The means for overland escapes from Deep South and even some Upper South locations were limited due to the required travel distances. The best chance for successful getaways from such challenging locales was using the many coastal and tidewater river ports that were accessible to seafaring vessels. Places like Savannah, Georgia; Charleston, South Carolina; Wilmington, Edenton, and New Bern, North Carolina; and Norfolk, Petersburg, and Richmond, Virginia, held abundant opportunities for enslaved men, women, and children to stowaway or receive assistance from abolitionist-minded Black and white sailors in making an effort to gain their freedom. As Rediker clearly shows, thousands tried, and many were successful.
In addition to a helpful introduction and thought-provoking epilogue, Rediker incorporates eight chapters to outline the situations common with maritime emancipation attempts and to tell the stories of both those who used seacoast vessels for their routes of escape as well as those who tried to help the freedom seekers.
Rediker makes liberal use of many of the antebellum narratives produced by individuals who found their freedom and then bravely told their stories. However, he also uses primary sources like advertisements placed in newspapers attempting to capture the sailaways, and newspaper articles that circulated widely about successful and failed endeavors, as well as obscure records like the quarterly reports of the Virginia Chief Inspector of Vessels, held in the Library of Virginia.
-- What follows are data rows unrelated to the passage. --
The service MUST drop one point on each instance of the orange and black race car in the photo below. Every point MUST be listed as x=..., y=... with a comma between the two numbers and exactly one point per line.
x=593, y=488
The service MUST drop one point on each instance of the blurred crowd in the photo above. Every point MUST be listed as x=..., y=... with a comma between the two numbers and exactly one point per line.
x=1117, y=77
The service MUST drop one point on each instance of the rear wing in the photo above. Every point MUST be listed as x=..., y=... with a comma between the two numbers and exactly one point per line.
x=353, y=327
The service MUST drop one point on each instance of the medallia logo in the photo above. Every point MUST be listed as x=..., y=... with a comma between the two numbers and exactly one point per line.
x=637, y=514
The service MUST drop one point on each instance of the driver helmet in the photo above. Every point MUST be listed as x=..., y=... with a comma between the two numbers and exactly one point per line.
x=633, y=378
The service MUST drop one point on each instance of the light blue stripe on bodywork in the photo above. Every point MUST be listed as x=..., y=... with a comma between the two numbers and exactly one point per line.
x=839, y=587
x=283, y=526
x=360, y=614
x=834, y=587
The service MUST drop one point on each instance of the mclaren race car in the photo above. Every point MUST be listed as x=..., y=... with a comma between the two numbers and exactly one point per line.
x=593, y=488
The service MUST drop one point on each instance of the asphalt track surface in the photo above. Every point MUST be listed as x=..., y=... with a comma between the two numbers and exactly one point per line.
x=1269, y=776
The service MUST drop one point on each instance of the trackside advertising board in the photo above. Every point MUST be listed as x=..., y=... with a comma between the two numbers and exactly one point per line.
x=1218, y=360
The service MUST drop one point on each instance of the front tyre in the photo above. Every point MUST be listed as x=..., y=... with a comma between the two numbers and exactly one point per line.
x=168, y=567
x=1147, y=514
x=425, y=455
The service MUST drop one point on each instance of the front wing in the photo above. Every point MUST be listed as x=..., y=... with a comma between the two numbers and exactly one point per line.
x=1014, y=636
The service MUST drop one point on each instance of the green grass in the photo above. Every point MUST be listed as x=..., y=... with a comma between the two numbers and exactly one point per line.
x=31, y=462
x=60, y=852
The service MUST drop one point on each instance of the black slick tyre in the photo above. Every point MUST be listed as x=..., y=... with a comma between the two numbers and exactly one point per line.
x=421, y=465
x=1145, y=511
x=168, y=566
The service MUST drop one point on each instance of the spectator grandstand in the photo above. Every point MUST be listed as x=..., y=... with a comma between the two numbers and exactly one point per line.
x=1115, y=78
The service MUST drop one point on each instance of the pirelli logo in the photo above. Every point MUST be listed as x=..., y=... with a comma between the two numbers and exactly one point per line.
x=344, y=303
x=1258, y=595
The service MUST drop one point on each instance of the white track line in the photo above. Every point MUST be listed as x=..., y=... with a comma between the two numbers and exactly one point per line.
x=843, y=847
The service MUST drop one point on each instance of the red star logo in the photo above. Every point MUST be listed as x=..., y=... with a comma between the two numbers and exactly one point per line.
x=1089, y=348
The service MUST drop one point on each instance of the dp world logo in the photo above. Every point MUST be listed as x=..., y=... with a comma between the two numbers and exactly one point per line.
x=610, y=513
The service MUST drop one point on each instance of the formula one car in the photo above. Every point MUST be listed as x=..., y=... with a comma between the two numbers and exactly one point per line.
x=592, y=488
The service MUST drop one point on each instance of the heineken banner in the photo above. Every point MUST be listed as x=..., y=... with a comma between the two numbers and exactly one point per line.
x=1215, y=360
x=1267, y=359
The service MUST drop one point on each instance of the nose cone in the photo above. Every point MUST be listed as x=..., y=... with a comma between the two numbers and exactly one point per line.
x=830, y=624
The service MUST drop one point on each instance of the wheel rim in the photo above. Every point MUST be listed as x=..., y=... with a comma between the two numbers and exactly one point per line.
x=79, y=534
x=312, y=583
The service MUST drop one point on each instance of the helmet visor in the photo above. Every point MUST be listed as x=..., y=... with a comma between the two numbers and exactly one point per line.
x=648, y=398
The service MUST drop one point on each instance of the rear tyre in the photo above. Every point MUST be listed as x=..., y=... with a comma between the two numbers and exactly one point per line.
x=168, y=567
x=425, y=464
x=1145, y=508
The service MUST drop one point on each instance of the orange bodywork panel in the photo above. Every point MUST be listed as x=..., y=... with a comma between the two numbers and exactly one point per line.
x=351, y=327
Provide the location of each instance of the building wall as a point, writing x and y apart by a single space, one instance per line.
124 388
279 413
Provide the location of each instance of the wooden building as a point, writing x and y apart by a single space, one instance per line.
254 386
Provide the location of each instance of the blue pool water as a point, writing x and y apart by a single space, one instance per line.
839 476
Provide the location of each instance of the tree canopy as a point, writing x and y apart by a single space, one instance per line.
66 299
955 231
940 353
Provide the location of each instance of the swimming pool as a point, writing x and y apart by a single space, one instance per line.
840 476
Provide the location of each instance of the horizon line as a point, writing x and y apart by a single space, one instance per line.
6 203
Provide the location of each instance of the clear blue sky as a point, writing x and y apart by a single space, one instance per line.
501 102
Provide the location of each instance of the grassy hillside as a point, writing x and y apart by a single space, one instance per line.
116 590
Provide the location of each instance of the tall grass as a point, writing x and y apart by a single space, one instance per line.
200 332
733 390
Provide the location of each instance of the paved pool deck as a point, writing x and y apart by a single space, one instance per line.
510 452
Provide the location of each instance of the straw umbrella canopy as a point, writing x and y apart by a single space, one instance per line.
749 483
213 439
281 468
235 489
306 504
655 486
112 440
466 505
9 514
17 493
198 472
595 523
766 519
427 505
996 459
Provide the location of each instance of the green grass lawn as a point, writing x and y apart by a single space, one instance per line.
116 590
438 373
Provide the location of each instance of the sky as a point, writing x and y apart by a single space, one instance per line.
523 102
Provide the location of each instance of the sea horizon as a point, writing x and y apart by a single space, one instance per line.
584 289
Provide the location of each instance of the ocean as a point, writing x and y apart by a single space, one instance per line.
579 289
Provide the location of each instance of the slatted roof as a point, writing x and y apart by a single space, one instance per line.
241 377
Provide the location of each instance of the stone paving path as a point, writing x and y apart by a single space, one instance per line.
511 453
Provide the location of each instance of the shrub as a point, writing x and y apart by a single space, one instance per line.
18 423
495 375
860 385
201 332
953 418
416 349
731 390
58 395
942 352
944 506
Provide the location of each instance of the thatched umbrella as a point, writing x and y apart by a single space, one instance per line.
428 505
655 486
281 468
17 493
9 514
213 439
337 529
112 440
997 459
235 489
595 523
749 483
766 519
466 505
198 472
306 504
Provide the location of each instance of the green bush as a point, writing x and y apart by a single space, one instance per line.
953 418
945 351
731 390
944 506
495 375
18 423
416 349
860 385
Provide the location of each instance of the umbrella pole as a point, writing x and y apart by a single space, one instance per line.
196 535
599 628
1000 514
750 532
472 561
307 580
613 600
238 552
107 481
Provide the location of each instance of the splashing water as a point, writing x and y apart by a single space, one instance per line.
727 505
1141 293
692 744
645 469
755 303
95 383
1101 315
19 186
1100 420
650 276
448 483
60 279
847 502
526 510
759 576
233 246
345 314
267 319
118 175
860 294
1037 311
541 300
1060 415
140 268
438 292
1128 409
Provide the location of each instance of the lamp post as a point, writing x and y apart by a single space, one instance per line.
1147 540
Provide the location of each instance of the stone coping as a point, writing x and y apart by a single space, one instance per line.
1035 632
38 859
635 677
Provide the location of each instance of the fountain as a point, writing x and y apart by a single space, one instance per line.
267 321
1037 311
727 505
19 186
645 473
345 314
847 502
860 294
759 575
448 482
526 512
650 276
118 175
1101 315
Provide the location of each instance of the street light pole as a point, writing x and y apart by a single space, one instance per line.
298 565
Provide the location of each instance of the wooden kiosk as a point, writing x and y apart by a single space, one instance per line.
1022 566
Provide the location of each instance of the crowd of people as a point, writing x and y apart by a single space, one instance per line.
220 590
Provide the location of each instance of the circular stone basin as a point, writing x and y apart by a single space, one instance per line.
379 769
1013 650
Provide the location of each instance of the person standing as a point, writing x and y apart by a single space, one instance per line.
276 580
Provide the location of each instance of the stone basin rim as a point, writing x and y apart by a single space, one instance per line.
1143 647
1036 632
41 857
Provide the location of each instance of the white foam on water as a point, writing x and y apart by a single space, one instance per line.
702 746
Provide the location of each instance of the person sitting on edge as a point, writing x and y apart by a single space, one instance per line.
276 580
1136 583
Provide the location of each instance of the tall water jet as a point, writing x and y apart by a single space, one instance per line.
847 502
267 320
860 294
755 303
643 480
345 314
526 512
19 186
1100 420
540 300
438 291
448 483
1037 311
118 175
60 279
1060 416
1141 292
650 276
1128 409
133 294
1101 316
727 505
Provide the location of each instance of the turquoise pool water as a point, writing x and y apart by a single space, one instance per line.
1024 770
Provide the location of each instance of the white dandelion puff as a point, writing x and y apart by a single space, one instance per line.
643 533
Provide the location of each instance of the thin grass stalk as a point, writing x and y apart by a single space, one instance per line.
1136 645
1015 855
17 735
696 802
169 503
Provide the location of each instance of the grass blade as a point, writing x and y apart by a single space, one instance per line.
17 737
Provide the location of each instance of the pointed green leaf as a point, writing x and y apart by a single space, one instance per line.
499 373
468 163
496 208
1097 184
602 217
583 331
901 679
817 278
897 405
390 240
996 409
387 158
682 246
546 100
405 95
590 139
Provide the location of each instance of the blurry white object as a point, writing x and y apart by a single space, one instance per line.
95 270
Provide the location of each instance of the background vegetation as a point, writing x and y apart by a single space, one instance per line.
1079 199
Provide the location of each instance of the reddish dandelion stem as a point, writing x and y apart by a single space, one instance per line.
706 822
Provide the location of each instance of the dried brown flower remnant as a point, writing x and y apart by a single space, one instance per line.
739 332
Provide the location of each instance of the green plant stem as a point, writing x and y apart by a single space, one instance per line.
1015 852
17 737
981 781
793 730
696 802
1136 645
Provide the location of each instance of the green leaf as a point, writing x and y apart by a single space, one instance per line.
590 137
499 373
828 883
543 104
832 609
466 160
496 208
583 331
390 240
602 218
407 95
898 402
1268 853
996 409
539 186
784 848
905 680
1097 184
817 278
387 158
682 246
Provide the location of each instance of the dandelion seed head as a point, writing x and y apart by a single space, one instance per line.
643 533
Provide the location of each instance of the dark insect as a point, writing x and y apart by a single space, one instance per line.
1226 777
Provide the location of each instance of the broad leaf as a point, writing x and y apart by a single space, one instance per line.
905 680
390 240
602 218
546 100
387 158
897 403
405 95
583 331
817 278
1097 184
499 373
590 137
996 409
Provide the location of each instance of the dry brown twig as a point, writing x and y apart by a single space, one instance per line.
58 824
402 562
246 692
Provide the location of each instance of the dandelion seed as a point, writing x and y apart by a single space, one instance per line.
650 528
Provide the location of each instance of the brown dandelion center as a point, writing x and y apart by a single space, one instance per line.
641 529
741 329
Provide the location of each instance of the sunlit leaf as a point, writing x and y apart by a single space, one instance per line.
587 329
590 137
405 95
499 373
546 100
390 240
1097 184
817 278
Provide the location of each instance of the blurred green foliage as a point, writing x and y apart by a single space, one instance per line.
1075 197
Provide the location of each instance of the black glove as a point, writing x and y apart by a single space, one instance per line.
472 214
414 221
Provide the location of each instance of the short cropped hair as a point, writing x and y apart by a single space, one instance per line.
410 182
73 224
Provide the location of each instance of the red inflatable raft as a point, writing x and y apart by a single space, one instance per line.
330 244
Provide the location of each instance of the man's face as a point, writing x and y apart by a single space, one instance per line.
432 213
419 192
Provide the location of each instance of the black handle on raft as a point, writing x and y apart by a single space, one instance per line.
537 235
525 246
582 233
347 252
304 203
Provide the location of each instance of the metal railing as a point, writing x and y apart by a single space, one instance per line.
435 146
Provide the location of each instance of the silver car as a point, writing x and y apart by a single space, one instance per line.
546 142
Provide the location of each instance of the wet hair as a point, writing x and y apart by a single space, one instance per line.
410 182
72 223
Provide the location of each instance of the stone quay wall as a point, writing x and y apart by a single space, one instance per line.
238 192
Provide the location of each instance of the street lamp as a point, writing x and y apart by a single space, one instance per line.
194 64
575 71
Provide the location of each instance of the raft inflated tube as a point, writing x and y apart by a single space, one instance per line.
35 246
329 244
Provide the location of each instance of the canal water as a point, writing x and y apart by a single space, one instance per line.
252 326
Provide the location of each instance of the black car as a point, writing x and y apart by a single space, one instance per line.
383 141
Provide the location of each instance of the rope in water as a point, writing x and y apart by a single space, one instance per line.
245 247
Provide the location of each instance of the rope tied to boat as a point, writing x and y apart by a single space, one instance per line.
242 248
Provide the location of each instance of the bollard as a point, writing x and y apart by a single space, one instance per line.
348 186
While students of abolitionist history will be rather acquainted with some of Rediker’s focus stories, like that of Frederick Douglass’s and Harriet Jacobs’s escapes, and Jonathan Walker’s Florida assist effort that ended in his capture and “SS” (slave stealer) branded hand, others are less familiar. For example, Rediker shares the fascinating story of William P. Powell as the center of Chapter 6. Powell, the son of an African American father and an American Indian mother, became a sailor and eventually created the benevolent Colored Sailors Home in New York City as an effort to build solidarity and help both Black sailors and escapees from slavery. Even the often told stories like those of Douglass and Jacobs gain new life when the emphasis of their narratives shift toward the maritime aspects of their deliverance from bondage.
Inserted near the middle of the book is a 16-page full-color selection of illustrations and photographs that help readers visualize some of the people, places, documents, situations, and events discussed within the book’s chapters. An impressive 50 pages of notes share the sources that Rediker consulted and quotes from to tell these stories.
Freedom Ship is not only an excellent book for learning about this previously overlooked means of emancipation, it is also a pleasure to read. Readers will find Rediker’s writing style engaging. His ability to accurately contextualize the complex nature of this subject and combine it with proper historical empathy is praiseworthy.